Plusieurs quartiers de la ville ont été visés, a indiqué Nitin Patel, ministre du Développement urbain de l'Etat de Gujarat.
Le ministre fédéral de l'Intérieur, Madhukar Gupta, a affirmé que "jusqu'ici les informations font état de 13 ou 14 explosions".
Les chaînes de télévision avaient précédemment compté huit explosions se succédant sur une durée de 90 minutes et visant notamment un bus, deux hôpitaux et un théâtre.
Ces derniers mois, plusieurs villes d'Inde ont été le théâtre d'attentats attribués aux militants islamistes.
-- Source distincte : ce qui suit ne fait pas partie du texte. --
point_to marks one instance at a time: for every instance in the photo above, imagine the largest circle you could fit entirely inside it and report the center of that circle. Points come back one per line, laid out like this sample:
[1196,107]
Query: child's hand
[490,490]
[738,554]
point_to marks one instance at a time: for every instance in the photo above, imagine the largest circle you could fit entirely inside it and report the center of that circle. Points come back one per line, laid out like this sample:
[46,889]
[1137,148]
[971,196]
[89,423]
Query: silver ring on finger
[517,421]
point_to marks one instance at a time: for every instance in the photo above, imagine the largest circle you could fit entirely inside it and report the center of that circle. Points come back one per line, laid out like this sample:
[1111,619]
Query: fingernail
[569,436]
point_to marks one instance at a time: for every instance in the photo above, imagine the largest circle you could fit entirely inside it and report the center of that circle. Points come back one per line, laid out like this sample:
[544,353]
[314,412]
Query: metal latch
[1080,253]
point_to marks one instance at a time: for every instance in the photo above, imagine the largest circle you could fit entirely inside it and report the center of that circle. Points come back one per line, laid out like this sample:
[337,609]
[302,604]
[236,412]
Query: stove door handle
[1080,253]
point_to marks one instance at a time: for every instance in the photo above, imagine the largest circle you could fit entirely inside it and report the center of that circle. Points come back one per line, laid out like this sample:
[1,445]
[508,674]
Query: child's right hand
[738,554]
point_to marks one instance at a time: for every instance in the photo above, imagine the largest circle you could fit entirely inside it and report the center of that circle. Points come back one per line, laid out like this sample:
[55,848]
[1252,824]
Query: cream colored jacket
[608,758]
Vendredi, une série de petites explosions
à Bangalore, capitale de l'Etat du Karnataka (sud) avaient provoqué la mort de deux personnes.
Ni les explosions de vendredi, ni celles de samedi, n'ont été revendiquées.
Mais Prithviraj Chavan, secrétaire d'Etat auprès du Premier ministre, a estimé que leurs auteurs cherchent à "diviser les communautés dans le pays", formule officielle consacrée lorsque les autorités indiennes montrent du doigt les militants islamistes considérés comme les auteurs d'une série d'attentats ces dernières années, notamment les attentats sanglants dans les transports en commun de Mumbai (Bombay) qui avaient fait près de 200 morts en juillet 2006.
L'inquiétude était d'autant plus grande samedi à Ahmadabad que la ville a été le théâtre en 2002 de violents affrontements entre Hindous et Musulmans, qui ont fait plus d'un millier de morts, principalement des Musulmans. Les massacres avaient été déclenchés après la mort de 60 personnes dans l'incendie d'un train de pèlerins hindous.
Les extrémistes hindous ont accusé les Musulmans d'avoir déclenché cet incendie, dont l'origine reste confuse, et attaqué en représailles les quartiers musulmans, pillant et détruisant les biens, et attaquant la population.